The week in GRC: SEC approves Reg SK changes, and Storebrand divests over corporate lobbying

This week’s governance, compliance and risk-management stories from around the web

The Wall Street Journal reported that, according to data provider MyLogIQ, 87 percent of companies in the S&P 500 opted for a virtual AGM this year compared with 23 percent of meetings held remotely in 2019. Companies are finding virtual AGMs to be cheaper and less time-consuming, but some shareholders complain they don’t get as much time to ask their questions.

Remote investor events held by companies in the S&P 500 this year ran for an average of 32 minutes, seven minutes shorter than in-person shareholder meetings in 2019, according to a recent study of more than 90 annual meetings by the Hebrew University of Jerusalem. Executives allocated less time for business updates and for answering shareholders’ questions compared with in-person meetings in 2019, the study noted.

– TikTok said it planned to file a lawsuit on Monday against US President Donald Trump’s executive order prohibiting transactions with the short video app and its Chinese parent ByteDance, Reuters reported. TikTok said it had tried to engage with the US administration for nearly a year but faced ‘a lack of due process’ and that the government paid no attention to the facts.

Trump issued an executive order on August 14 that gave ByteDance 90 days to divest the US operations of TikTok. ‘To ensure the rule of law is not discarded and that our company and users are treated fairly, we have no choice but to challenge the executive order through the judicial system,’ the company said in a statement.

A representative for the White House did not respond immediately to a request for comment.

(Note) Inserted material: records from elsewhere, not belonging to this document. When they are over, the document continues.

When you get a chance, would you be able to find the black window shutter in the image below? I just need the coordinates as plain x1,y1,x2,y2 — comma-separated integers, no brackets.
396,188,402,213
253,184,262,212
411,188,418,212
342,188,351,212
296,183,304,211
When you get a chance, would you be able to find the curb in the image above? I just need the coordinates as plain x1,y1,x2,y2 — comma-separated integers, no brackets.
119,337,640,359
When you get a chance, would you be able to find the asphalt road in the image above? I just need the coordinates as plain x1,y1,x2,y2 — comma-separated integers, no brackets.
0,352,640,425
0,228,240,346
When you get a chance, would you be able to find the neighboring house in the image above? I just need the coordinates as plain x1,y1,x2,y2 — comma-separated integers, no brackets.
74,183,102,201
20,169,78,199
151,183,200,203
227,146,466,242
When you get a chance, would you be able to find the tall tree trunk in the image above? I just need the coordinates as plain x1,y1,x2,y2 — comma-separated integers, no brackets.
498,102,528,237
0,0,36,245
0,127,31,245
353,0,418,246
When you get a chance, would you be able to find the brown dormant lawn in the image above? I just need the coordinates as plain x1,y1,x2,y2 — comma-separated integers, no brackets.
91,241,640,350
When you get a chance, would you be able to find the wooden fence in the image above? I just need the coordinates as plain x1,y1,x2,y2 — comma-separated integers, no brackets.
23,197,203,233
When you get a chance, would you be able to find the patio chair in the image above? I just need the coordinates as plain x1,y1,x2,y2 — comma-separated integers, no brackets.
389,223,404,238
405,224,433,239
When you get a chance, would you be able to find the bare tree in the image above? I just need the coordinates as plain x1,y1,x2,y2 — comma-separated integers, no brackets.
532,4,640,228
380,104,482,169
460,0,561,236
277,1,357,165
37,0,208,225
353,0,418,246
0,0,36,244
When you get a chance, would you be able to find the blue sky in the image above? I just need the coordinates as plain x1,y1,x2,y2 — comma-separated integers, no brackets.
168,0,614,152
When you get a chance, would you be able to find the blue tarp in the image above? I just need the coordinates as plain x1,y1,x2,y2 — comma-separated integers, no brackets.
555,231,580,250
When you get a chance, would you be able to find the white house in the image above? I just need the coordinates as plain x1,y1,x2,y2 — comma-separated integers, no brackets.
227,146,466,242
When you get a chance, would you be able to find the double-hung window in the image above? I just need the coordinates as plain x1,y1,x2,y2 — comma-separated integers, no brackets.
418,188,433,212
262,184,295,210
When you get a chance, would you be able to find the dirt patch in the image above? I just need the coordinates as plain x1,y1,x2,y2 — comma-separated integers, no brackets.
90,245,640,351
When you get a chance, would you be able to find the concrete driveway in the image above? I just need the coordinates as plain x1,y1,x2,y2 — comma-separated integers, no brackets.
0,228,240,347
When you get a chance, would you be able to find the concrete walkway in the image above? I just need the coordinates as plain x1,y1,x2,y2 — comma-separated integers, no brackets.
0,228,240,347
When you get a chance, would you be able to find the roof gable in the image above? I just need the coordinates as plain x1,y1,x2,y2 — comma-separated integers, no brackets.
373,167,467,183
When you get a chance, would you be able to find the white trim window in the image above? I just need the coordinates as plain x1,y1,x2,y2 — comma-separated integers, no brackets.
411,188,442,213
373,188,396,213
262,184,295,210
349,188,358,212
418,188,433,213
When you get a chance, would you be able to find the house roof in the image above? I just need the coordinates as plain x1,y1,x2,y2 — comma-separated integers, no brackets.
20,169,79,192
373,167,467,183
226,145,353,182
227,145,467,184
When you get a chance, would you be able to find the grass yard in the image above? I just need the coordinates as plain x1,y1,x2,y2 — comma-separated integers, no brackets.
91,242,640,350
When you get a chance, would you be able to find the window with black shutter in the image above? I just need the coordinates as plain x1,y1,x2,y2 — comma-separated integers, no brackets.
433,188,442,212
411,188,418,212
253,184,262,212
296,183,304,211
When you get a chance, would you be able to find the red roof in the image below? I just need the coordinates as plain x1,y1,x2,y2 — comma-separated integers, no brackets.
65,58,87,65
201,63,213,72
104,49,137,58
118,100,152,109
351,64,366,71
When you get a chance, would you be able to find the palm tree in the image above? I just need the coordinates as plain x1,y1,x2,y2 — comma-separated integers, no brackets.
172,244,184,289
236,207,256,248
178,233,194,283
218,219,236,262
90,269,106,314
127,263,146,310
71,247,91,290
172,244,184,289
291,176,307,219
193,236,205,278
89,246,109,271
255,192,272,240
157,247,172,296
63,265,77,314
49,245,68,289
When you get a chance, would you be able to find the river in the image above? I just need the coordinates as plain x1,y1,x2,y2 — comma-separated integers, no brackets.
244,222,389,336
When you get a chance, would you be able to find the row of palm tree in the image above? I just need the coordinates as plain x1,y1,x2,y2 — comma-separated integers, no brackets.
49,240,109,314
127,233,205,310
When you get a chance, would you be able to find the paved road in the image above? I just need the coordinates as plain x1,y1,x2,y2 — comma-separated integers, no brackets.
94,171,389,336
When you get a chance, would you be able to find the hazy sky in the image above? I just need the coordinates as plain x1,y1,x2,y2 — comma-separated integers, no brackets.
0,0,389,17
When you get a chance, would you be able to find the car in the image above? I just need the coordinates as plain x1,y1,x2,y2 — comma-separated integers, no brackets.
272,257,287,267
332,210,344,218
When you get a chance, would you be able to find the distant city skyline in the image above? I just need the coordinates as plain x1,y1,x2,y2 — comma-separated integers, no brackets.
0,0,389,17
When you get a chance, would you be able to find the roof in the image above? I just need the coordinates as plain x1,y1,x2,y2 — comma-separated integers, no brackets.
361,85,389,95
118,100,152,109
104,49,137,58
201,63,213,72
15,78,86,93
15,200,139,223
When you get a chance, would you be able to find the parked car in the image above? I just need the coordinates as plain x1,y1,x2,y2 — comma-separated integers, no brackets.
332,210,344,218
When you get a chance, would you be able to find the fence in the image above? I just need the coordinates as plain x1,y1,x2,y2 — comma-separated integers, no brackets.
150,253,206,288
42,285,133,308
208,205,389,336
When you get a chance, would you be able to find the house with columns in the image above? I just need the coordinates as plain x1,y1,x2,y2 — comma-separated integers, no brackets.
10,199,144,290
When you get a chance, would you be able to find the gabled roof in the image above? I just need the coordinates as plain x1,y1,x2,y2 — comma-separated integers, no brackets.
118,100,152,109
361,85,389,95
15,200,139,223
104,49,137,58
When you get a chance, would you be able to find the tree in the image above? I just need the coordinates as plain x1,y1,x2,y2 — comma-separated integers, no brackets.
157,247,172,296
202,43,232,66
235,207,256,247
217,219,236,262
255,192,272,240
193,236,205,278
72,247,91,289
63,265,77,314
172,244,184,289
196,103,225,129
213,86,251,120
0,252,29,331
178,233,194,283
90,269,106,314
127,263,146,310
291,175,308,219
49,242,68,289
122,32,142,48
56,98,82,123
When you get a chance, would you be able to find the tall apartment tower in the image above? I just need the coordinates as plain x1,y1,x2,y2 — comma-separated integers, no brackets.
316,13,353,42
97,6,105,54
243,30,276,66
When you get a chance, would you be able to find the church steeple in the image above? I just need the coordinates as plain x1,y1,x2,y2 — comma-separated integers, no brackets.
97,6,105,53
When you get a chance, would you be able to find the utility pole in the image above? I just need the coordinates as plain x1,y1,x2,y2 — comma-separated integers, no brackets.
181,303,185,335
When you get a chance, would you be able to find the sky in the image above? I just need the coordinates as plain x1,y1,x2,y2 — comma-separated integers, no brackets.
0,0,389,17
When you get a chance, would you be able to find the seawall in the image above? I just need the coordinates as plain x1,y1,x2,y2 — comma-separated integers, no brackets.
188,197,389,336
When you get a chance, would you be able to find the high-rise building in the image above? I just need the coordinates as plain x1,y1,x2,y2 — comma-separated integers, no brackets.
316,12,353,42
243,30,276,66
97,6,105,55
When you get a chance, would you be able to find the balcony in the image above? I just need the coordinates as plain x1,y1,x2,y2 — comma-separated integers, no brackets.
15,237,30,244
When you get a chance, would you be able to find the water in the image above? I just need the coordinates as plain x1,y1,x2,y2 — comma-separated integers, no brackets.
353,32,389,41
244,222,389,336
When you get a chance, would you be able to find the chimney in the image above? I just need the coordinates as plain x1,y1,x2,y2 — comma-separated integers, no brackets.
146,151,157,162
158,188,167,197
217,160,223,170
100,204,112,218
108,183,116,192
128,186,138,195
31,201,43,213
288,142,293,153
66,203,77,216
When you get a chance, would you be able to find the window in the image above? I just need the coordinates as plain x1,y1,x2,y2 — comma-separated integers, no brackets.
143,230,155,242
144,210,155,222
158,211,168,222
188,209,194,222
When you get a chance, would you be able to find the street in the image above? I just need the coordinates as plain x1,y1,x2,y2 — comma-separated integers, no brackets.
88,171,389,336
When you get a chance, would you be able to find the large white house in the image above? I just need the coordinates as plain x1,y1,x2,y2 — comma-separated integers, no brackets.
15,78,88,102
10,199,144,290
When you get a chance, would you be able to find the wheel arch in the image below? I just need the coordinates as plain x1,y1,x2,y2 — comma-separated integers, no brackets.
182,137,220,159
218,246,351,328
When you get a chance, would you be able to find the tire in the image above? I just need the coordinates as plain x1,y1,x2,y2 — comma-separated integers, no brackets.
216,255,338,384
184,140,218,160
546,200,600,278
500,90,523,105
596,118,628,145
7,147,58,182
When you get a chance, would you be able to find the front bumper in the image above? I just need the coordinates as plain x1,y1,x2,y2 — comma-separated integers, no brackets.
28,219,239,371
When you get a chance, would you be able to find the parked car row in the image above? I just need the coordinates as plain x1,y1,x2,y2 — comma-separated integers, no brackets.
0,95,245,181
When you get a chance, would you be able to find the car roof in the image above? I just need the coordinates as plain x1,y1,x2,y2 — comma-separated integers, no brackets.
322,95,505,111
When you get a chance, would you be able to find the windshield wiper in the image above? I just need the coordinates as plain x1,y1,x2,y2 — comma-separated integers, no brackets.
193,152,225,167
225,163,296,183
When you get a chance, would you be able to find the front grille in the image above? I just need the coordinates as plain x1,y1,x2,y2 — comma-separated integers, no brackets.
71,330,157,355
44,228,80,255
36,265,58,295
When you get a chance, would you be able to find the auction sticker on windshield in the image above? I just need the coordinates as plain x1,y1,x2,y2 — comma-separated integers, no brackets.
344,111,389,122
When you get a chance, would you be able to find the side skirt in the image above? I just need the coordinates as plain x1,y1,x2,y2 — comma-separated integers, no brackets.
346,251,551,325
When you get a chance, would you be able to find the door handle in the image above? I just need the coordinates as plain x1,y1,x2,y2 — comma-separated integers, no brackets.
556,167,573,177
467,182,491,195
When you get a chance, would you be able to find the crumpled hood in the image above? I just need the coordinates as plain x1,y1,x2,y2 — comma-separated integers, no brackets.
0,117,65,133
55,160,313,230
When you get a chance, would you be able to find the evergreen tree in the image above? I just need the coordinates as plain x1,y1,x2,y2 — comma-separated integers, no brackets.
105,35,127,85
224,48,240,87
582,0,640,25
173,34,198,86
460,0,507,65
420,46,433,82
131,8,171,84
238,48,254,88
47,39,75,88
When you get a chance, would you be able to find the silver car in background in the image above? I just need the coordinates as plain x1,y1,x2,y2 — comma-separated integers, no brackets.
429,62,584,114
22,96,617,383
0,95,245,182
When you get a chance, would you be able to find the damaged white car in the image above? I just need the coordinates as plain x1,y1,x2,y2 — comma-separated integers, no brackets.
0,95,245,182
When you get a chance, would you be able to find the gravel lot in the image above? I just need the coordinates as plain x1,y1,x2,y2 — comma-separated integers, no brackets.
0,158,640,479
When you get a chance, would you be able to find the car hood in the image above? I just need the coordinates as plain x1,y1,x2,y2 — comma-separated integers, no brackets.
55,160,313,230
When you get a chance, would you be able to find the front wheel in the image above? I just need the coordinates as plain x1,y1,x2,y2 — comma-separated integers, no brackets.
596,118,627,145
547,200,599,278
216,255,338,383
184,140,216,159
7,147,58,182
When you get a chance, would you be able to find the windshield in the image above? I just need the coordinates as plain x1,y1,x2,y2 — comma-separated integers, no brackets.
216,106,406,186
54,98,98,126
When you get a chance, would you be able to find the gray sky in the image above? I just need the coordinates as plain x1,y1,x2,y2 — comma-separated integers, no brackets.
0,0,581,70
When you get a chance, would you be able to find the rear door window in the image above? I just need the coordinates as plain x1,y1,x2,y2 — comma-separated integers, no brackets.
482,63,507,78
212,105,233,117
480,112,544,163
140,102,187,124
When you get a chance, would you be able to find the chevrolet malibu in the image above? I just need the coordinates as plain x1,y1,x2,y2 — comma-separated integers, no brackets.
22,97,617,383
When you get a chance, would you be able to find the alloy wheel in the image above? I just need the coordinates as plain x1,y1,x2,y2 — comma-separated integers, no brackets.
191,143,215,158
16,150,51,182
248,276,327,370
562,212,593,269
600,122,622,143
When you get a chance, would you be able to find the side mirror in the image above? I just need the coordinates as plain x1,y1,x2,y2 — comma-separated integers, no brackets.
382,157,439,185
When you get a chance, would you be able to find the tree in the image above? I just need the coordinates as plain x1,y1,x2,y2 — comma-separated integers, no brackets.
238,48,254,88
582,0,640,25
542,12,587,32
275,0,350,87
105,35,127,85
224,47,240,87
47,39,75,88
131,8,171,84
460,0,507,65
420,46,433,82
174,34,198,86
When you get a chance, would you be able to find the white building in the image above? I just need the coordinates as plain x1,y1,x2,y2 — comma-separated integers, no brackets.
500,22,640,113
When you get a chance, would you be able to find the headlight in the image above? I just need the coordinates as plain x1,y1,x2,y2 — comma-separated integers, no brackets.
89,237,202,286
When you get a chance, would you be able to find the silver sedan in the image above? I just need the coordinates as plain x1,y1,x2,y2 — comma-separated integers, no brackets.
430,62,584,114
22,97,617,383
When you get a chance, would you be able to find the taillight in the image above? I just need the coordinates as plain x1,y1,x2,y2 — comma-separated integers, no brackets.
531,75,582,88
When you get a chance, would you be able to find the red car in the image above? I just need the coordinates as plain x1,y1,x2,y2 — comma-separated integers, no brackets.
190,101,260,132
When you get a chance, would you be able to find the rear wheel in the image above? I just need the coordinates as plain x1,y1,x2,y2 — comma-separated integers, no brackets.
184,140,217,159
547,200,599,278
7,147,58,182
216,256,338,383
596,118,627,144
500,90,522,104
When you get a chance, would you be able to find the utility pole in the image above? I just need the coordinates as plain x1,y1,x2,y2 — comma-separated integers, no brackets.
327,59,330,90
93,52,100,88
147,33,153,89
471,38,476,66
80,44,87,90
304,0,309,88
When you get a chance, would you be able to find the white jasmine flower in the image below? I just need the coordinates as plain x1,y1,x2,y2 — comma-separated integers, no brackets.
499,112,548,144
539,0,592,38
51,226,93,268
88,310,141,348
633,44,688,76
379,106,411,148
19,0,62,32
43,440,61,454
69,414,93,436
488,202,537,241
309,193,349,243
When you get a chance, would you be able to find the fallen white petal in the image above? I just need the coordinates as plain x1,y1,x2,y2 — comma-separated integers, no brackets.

The Guardian reported that Nordic hedge fund firm Storebrand has dropped its stock in some of the world’s biggest oil and mining companies for lobbying against climate change action. Storebrand made the divestments as part of a new climate policy targeting companies that use their political clout to block green policies. The asset manager is one of many major financial institutions divesting from polluting industries but is thought to be the first to drop shares in companies that use their influence to slow the pace of climate action.

Storebrand CEO Jan Erik Saugestad said corporate lobbying activity designed to undermine solutions to ‘the greatest risks facing humanity’ is ‘simply unacceptable.’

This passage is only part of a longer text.